I would usually go straight to Gaudi’s Sagrada Familia in Barcelona. I remember my first visit, I got all emotional, and the hairs on the back of my neck stood up. But I can’t use that project as our Chairman, Laurie Chetwood, picked it as his number one in a recent interview. It will, therefore, have to be The Hill House in Helensburgh by Charles Rennie Mackintosh and Margaret Macdonald Mackintosh, an architectural masterpiece that turns art into a home. They designed every last detail and created almost everything you see, from the building itself to the furniture and textiles. Mackintosh was a revolutionary designer and was fascinated by how different materials could be used and the techniques that could be adopted. However, the house was built in 1904 and is undergoing a major renovation as the Scottish climate has taken its toll. I used to visit this and other Mackintosh buildings during my ‘year out’ in Scotland.
What do you think is the greatest challenge for architects today?
Having fun and being creative. We’ve all been through a lot over the last two years, but we are gregarious creatures, let’s mix again, let’s collaborate again, let’s share fresh ideas. There is a saying that when times get hard, creatives get creative. ‘Creativity is Contagious. Pass it on’! (Albert Einstein).
What do you think is the greatest challenge for architecture students?
Go with your feeling, don’t follow set styles or predetermine anything, keep investigating new ideas, and please, please, don’t lose the ability to draw freehand to show your ideas. Don’t be worried about how good or bad you think these are – just go for it!
What advice would you give to newly-qualified architects?
At this stage in your career, go for the experience, lap up as much as possible and, most importantly, have fun. Use your learning to push new ideas, sustainable thinking, and use of the latest technology – the opportunities we have through new technology are incredible.

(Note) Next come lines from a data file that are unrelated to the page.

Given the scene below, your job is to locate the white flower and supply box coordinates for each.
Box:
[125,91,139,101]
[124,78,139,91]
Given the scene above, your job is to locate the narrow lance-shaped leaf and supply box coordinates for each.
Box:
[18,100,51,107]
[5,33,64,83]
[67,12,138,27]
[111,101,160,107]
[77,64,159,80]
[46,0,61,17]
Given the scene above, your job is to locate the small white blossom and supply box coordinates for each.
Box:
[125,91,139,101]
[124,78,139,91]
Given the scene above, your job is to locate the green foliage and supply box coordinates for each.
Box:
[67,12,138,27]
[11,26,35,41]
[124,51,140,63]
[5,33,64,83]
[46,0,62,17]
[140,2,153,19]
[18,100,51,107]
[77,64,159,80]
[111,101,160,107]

I can’t believe the pace of change, and it’s the newly-qualified architects who will really drive this through the profession.
What can we expect to see from you over the next year?
It’s certainly going to involve more travel. We opened an office in Germany a year before the pandemic, and it’s obviously been difficult to get out there. We’re also opening an office in China this year.
The biggest area project-wise that I think I will be working in is industrial intensification and its new building typology. This integrates city centre logistics and industrial into a hybrid solution that includes commercial, residential and retail. We’re working on a number of exciting schemes, and we’re looking forward to these going to site soon.